Integrating multi-scale species distribution modeling and field validation to guide conservation of the endangered Hine’s Emerald Dragonfly (Somatochlora hineana)
摘要
The Hine’s Emerald Dragonfly (Somatochlora hineana; HED) is a federally endangered habitat specialist in the United States occurring in disjunct populations from the Great Lakes region to southeastern Missouri. Its elusive nature and specialized habitat requirements necessitate efficient methods for locating extant populations. Our study aimed to: (1) develop a detection probability model for HED to optimize survey efforts; (2) create and field-validate a regional Species Distribution Model (SDM) for the greater Chicago region (Northern Illinois/Southern Wisconsin) to guide surveys for new populations; and (3) develop and compare SDMs for the full U.S. range, Great Lakes region, and Missouri region to investigate broad-scale and regional habitat associations.
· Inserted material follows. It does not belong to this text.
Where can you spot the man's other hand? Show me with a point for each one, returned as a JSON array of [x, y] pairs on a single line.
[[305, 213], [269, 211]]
All SDMs demonstrated good predictive performance (AUCs: 0.889–0.970). Field validation of the Chicago Region SDM resulted in discovery of a novel HED locality in Will County, Illinois, in atypical habitat lacking dolomite bedrock. Key predictors varied regionally: wetland soils and vegetation type were primary predictors rangewide, elevation and vegetation type were key in the Great Lakes, and wetland soils and depth to restrictive layer were most important in Missouri. The detection probability model indicated low overall detectability, mostly influenced by temperature, time of day, day of year, and survey effort, limiting robust validation of SDM-predicted absences. Integrating SDMs with occupancy-based modeling provides an effective, objective approach for prioritizing survey locations for rare species, as demonstrated by our discovery of a previously unknown population of HED, in non-traditional habitat. Regional variation in key predictors highlights the importance of local ecological context for management. However, survey protocols must account for imperfect detection when validating predictive models.
Implications for Insect conservationLow detectability is common among imperiled insects, making surveys difficult and expensive. SDMs can reduce site-selection bias, furthering our understanding of species distributions. SDM-guided, occupancy-based surveys maximize limited conservation resources, while providing probabilistic species distribution estimates.